In the programme that we will put forward, we will put small businesses first by lowering their taxes. We will promote a proper industrial strategy for our biggest employers, not just the high-tech firms, and work in partnership with them and the trade unions—I know that is a dirty word for Conservative Members—to create the situation where we increase the national minimum wage to a level it should be at, unlike the Conservatives, who opposed it at every step. We will reverse the cut in the top rate of tax, because that is the right thing to do. We will close the loopholes that have been exploited by the friends and funders of the Conservatives, who take the money off them to run their election campaigns.
We will freeze gas and electricity bills, because we are sick to death of these companies saying “We can’t do any more.” Now they are saying, “Leave us alone, leave us alone.” They have bled this country dry ever since they were privatised in the 1980s. The hon. Member for Wolverhampton South West complained about what was said in the 1980s, but what was projected then is exactly what happened. Public services were decimated and the people of this country are paying the price every time they pay an electricity bill, a gas bill or a water bill.

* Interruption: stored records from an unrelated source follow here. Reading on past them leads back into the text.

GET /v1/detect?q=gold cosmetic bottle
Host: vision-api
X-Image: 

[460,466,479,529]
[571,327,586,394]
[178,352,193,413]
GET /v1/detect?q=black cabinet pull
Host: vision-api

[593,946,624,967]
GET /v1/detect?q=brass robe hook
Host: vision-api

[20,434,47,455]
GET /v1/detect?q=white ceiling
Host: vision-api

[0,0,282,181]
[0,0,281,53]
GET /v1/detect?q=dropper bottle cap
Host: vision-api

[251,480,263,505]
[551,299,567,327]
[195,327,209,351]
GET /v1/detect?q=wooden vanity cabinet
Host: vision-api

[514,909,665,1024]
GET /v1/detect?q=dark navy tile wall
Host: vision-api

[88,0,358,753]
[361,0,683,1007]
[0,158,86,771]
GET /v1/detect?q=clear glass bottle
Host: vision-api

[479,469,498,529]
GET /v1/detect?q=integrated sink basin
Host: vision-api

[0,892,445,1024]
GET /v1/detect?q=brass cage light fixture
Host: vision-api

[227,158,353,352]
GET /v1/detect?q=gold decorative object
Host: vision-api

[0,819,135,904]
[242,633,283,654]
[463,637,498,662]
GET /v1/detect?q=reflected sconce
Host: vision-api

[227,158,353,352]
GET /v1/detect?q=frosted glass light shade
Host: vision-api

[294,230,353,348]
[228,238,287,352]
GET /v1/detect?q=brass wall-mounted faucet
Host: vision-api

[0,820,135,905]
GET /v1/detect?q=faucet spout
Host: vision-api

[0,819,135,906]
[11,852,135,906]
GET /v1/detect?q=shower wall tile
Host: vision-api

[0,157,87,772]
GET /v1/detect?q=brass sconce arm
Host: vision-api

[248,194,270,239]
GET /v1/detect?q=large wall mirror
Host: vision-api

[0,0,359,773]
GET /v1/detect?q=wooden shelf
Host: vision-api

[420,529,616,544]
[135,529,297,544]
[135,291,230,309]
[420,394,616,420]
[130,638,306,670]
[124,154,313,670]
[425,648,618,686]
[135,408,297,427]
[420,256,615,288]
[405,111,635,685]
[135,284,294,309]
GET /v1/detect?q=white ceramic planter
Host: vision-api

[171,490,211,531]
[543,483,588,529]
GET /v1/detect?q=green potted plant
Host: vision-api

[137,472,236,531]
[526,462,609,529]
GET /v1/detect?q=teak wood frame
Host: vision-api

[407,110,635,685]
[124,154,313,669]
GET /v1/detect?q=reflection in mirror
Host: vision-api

We will devolve power to councils and people at lower levels so they can take proper decisions on the front line and at the cutting edge, where they know what is going on in their areas. We will make work pay. We will stop exploitive zero-hours contracts, because nothing in the world will ever convince me that having people on tenterhooks, not knowing whether they will work the next day, is an absolute and utter disgrace. We will increase the minimum wage to £8 an hour. That will boost the pay of more than 76,000 people in my part of the world, which they will be really delighted about.
At the end of the day, we will end this system of despair. People have said, “We had no alternative. We had to do it this way.” They did not have to do it this way; they chose to do it this way—on the back of the most vulnerable in society.